We have thwe impression that this occurs sometimes in the time when a client which is connected via NDB_API has connection problems to the management server.

May be that is a hint to search for it.
[21 Mar 2006 8:41] Jörg Nowak
Today night we had a complete cluster crash because of that:

Forced node shutdown completed. Initiated by signal 0. Caused by error 2809: 'Temporary on access to file(Internal error, programming error or missing error message, please report a bug). Temporary error, restart node'.
Node 3: Forced node shutdown completed. Initiated by signal 0. Caused by error 2809: 'Temporary on access to file(Internal error, programming error or missing error message, please report a bug). Temporary error, restart node'.
Node 4: Forced node shutdown completed. Initiated by signal 0. Caused by error 2809: 'Temporary on access to file(Internal error, programming error or missing error message, please report a bug). Temporary error, restart node'.
Node 2: Forced node shutdown completed. Initiated by signal 0. Caused by error 2305: 'Arbitrator shutdown, please investigate error(s) on other node(s)(Arbitration error). Temporary error, restart node'.
Node 6: Forced node shutdown completed. Initiated by signal 0. Caused by error 2305: 'Arbitrator shutdown, please investigate error(s) on other node(s)(Arbitration error). Temporary error, restart node'.
Node 8: Forced node shutdown completed. Initiated by signal 0. Caused by error 2305: 'Arbitrator shutdown, please investigate error(s) on other node(s)(Arbitration error). Temporary error, restart node'.
Node 7: Forced node shutdown completed. Initiated by signal 0. Caused by error 2305: 'Arbitrator shutdown, please investigate error(s) on other node(s)(Arbitration error). Temporary error, restart node'.
Node 9: Forced node shutdown completed. Initiated by signal 0. Caused by error 2305: 'Arbitrator shutdown, please investigate error(s) on other node(s)(Arbitration error). Temporary error, restart node'.

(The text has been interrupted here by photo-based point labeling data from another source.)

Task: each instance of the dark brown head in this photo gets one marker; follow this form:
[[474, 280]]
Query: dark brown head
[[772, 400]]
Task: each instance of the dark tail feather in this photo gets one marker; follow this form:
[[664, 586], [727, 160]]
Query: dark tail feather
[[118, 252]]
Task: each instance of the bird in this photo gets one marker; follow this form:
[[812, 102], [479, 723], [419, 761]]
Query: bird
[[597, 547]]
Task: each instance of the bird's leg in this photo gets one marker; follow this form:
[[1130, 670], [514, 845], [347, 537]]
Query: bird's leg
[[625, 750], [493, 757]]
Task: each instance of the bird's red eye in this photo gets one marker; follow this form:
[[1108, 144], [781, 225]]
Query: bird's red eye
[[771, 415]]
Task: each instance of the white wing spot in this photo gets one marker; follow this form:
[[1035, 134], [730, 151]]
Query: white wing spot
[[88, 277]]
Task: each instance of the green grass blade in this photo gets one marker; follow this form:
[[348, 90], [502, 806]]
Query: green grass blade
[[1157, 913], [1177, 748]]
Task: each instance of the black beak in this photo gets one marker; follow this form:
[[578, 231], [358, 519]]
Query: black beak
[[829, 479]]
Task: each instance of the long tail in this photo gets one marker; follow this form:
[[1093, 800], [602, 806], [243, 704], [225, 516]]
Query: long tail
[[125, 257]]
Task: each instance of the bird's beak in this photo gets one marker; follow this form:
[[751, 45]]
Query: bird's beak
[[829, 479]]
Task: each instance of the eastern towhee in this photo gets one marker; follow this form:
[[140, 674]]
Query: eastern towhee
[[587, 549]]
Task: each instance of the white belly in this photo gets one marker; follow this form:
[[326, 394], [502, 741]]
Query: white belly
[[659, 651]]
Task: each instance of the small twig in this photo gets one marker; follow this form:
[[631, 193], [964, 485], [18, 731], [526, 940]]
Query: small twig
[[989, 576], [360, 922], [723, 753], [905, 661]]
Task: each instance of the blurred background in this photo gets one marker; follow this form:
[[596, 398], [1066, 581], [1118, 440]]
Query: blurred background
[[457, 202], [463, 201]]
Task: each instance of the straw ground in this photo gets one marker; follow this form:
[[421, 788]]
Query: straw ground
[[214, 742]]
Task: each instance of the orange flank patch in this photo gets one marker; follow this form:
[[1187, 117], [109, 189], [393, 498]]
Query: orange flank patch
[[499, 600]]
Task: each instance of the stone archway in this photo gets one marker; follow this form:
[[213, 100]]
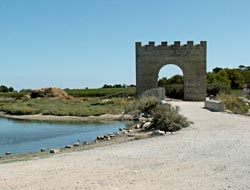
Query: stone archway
[[190, 58]]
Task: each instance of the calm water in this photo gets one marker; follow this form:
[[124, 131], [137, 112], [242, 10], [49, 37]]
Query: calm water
[[20, 137]]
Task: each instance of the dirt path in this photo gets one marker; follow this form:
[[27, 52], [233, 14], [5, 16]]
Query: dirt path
[[214, 153]]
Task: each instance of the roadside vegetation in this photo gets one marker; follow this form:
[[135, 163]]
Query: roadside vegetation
[[63, 107], [219, 81], [164, 117]]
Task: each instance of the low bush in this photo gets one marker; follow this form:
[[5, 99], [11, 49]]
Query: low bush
[[167, 118]]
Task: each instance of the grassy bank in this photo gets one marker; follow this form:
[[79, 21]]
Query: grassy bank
[[62, 107], [98, 92]]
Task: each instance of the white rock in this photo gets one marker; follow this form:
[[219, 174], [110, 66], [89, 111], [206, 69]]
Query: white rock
[[158, 133], [76, 144]]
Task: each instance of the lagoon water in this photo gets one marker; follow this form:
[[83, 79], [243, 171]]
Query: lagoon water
[[22, 137]]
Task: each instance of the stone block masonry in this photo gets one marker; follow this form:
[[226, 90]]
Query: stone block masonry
[[190, 58]]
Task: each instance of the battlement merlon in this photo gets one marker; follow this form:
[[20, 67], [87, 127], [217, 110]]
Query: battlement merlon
[[189, 45]]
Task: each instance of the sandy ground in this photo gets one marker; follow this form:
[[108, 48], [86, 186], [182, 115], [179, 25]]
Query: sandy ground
[[214, 154]]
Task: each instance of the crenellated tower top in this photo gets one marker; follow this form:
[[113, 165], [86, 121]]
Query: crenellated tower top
[[177, 44]]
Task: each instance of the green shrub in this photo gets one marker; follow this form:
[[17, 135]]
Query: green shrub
[[147, 104], [167, 118]]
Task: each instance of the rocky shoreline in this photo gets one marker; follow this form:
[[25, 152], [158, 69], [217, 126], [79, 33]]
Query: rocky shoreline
[[140, 130], [40, 117]]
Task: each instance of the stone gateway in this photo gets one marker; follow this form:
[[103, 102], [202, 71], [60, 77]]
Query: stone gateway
[[190, 58]]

Therefore I change the priority to level S1 (critical)
[21 Mar 2006 9:08] Jörg Nowak
I tried to restart the crashed cluster but that fails too:

2006-03-21 09:58:28 [MgmSrvr] INFO     -- Node 8: Possible bug in Dbdih::execBLOCK_COMMIT_ORD c_blockCommit = 1 c_blockCommitNo = 5 sig->failNo =

This message comes in the majority of the 8 ndb node cluster therefore the cluster doesn't restart.
[12 May 2006 7:18] Valeriy Kravchuk
Please, try to repeat with the latest version in your brunch, -drop5p13, and inform about the results.
[12 Jun 2006 23:00] Bugs System
No feedback was provided for this bug for over a month, so it is
being suspended automatically. If you are able to provide the
information that was originally requested, please do so and change
the status of the bug back to "Open".